Growing up with a single Mom of my own, I saw how she'd sort of get looked down on, or not taken seriously because she wasn't married (she married after I graduated high school, so we wouldn't have to deal with the name thing).
BUT, one thing I discovered after I became a 'SINGLE MOM'... I would say it with pride! It wasn't bluffing or puffing myself up... I was really and honestly proud to declare without a doubt that I was a single parent. My son was happy, healthy, on par with his classmates at the daycare center, etc. I liked that I could prove that I was the one parenting him and that I didn't need his loser, self-centered father at all.
Unfortunately, once I got engaged, his father demanded more involvement. That's been nothing but a pain for myself and my husband... and I cringe when my little angel comes back from daddy's hyped up on candy and soda, in yesterday's clothes and spilling drinks because the moron still gives him a sippy cup.
I say that a child can be a success no matter their family structure growing up. I firmly believe that. My sister and I turned out pretty darned well; happy, and loving, and well-adjusted.
I am thrilled to have my husband as an influence on my son, and think it will do him good. But, I did not introduce them until I was engaged (a year and a half before we married). I didn't want him to meet and get attached and feel rejected (like I had during childhood too many times to count). I know traditional dating would have gone out the window with that, but, my husband (not all Londoners are pigs! ) and I had worked with one another online for years and grew most of our relationship that way, and via the telephone after the little one went to bed. It worked for us.
I feel I'm babbling now, so I'll stop. It's obvious that single Moms are NOT alone out there... oh yeah, and we always feel guilty about something, but, comfort ourselves that we're doing the best we can for our little angels.
great to hear someones found a decent man
we are not ripping our kids off, our kids have the absolutel best ie, loving, doting parents. even if that parent is singular.
i know i grew up in a traditional mom.dad.dog.cat environment and it was so cold and abusive.
i have the power to create the life i want for my kids, and that life is good, healthy happy and full. they have the father in the background but make no mistake, these are my kids, and they are much better off for it.
I am their world and they are mine. which is the way it should be. granted, they are a little spoiled, and sometimes i think, whos spoiling me (no one), but on the other hand i am tuning into my spirituality and self love in a way i never would have, as part of couple. my kids are the greatest blessing i have.
Hi all. thanks so much for your replies. my daughter's father showed up late, stayed for 3 hrs (she was napping for one of them) and will probably come back in another four months after no contact during that time. It's hard to let go of all of the pent up anger i have against him, but i know that i have to -- not only for my daughter's sake but for my own. It's still quite painful. For only three hours, you wouldnt think i would be so exhausted!! Luckily, i could afford to have a sitter for a few hours today so i could take a long hot shower and a nap to get over it -- until the next time.. and hope i do better the next time and it hurts just a little bit less... thanks for all of your support!!

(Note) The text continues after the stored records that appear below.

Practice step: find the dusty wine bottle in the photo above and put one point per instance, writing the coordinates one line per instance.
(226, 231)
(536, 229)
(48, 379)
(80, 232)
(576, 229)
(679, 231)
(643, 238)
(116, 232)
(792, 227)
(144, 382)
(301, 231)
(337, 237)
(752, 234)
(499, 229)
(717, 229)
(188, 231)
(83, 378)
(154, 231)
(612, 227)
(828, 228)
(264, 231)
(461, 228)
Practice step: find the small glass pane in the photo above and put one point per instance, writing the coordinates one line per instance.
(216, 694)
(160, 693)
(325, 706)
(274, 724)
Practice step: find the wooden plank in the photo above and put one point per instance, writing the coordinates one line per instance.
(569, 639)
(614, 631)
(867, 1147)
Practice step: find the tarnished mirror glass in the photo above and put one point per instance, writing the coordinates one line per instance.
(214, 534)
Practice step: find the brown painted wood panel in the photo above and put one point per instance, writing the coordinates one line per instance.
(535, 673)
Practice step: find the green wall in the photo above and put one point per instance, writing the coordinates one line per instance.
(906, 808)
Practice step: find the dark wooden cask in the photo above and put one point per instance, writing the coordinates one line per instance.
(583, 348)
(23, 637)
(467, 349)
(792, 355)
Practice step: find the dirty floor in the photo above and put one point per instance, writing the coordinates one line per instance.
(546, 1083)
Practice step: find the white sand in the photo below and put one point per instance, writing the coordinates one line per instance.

brammy do you have any formal child care arrangements?
I didnt have any family around when my kids were little but quickly discovered that good quality caring child care is an absolute necessity when youre doing it alone.
I loved your posts, keep comin back all of you! i sort of feel like ive been there and can help you with advice, however would love to also hear from parents of teenagers....my daughter is now 14 and my son is 11 on the weekend.....
it was much easier when they couldnt walk or talk!